Когда война уносила жизни наших европейских собратьев, Бен посвятил себя жизни евреев в Америке: вел занятия у будущих американских раввинов (и даже у будущих священнослужителей других конфессий и деноминаций) по ивриту, литературе на иврите, по еврейской истории, попутно – под научным руководством вашего покорного слуги – дописывал диссертацию о тайных иудеях эпохи инквизиции в Иберии. Впрочем, признаться, мое научное руководство было не более чем нелепой формальностью. Правила Дропси требуют, чтобы у каждого диссертанта был наставник, и я рад, что на эту роль выбрали именно меня, потому что я от этого только выиграл.
Это Бен меня наставлял.
Помню, что в процессе работы над диссертацией я не раз дивился выдающимся способностям Бена и больше всего его стойкости, выносливости, умению одновременно продолжать изыскания, писать черновики глав, нести тяжелую учебную нагрузку, и все это на фоне мрачных прогнозов из-за границы.
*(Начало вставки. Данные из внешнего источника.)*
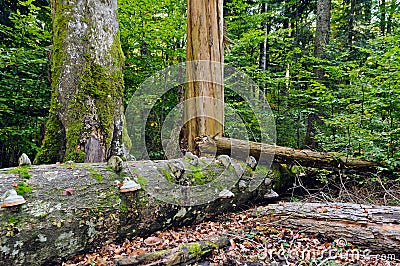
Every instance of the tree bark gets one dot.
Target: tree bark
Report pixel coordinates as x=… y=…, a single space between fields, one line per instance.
x=308 y=158
x=75 y=208
x=204 y=95
x=376 y=228
x=86 y=114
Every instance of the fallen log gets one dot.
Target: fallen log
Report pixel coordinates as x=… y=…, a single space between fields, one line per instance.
x=307 y=158
x=182 y=255
x=74 y=208
x=373 y=229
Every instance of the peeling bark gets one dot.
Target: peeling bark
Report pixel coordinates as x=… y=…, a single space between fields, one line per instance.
x=77 y=207
x=181 y=255
x=376 y=228
x=204 y=95
x=285 y=155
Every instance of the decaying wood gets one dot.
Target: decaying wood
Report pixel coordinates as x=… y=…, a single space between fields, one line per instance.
x=76 y=207
x=181 y=255
x=204 y=95
x=374 y=228
x=307 y=158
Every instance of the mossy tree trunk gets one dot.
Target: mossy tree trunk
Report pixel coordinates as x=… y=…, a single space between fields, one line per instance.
x=86 y=115
x=204 y=95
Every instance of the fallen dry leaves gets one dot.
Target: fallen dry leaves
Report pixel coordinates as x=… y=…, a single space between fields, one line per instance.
x=253 y=241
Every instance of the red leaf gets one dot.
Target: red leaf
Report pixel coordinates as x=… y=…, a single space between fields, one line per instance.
x=68 y=191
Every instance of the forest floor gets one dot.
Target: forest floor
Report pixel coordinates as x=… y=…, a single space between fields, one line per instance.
x=254 y=240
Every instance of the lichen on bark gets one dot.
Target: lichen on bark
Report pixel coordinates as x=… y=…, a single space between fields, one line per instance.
x=86 y=117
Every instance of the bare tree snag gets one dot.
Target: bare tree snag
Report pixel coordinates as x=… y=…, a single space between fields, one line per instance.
x=204 y=95
x=281 y=154
x=376 y=228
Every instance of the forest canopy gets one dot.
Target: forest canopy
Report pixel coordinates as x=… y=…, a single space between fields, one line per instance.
x=332 y=86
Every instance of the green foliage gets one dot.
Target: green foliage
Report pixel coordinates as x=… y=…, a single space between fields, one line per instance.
x=23 y=188
x=24 y=86
x=21 y=170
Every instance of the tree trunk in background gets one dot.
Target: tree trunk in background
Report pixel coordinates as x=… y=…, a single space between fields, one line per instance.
x=322 y=32
x=86 y=114
x=204 y=95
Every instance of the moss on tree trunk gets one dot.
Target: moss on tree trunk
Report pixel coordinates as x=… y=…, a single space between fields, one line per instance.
x=86 y=115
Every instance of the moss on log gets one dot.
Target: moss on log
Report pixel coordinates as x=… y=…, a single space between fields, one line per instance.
x=281 y=154
x=73 y=208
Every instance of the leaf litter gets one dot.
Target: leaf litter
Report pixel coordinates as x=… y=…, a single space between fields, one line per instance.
x=254 y=241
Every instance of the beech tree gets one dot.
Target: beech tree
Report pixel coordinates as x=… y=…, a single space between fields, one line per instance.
x=86 y=114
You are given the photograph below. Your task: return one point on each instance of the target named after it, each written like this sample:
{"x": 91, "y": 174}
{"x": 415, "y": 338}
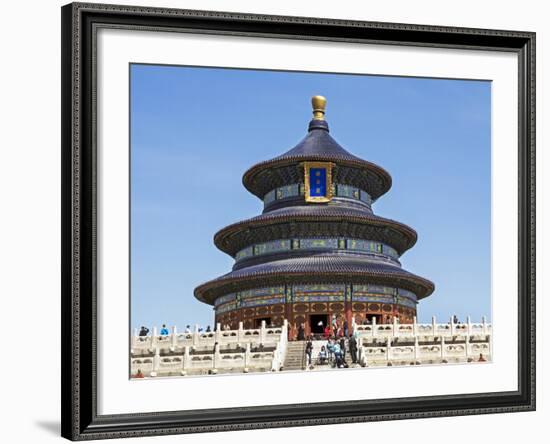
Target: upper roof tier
{"x": 318, "y": 145}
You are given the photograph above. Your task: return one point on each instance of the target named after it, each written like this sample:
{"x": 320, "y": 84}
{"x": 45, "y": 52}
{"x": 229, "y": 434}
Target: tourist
{"x": 338, "y": 355}
{"x": 353, "y": 348}
{"x": 301, "y": 333}
{"x": 309, "y": 350}
{"x": 343, "y": 347}
{"x": 322, "y": 355}
{"x": 330, "y": 349}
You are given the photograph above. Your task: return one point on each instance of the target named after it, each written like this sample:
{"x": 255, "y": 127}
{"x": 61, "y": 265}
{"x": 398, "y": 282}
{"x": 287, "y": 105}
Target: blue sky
{"x": 195, "y": 131}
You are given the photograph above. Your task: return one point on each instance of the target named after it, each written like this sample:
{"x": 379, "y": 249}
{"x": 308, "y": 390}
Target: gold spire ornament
{"x": 319, "y": 104}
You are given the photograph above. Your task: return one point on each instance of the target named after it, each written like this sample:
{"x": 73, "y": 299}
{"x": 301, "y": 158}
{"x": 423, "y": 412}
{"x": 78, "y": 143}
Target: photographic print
{"x": 299, "y": 221}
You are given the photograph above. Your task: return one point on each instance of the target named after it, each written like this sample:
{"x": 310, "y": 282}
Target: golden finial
{"x": 319, "y": 104}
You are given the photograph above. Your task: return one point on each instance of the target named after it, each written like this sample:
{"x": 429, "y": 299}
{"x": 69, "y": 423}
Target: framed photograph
{"x": 275, "y": 221}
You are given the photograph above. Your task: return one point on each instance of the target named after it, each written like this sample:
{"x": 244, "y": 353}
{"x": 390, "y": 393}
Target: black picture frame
{"x": 79, "y": 385}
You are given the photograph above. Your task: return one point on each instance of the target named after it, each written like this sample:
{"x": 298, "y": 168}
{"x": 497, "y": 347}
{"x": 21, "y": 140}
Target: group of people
{"x": 334, "y": 351}
{"x": 164, "y": 331}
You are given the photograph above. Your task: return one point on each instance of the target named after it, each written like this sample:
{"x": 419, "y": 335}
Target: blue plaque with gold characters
{"x": 318, "y": 181}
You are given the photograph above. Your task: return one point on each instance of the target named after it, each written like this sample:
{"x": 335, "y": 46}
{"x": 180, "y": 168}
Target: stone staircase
{"x": 295, "y": 355}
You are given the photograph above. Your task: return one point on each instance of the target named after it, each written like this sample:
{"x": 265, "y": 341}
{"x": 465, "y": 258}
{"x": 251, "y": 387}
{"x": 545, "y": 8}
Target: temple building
{"x": 317, "y": 253}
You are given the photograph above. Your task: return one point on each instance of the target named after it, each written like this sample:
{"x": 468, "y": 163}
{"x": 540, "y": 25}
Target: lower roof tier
{"x": 314, "y": 269}
{"x": 314, "y": 220}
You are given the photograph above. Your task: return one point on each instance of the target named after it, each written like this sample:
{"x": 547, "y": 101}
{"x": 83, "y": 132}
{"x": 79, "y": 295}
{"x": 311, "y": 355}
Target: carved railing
{"x": 225, "y": 351}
Мне хватило бы и одной из этих задач – но не Бену: он в это смутное время еще ухитрялся в полной мере исполнять политические обязанности, обусловленные его положением главного представителя Жаботинского в Соединенных Штатах. Под эгидою НСО, Новой сионистской организации (ранее СО, Сионистской организации) Бен изъездил всю Америку из конца в конец, пытался воздействовать на политиков в законодательных органах штатов и в Конгрессе, встречался с видными представителями деловых кругов, деятелями культуры и обычными гражданами в клубах и храмах, просвещал американских слушателей по вопросу независимости Израиля. И не пропустил ни одной консультации в Дропси! Ни одной встречи с научным руководителем! Ни одного занятия!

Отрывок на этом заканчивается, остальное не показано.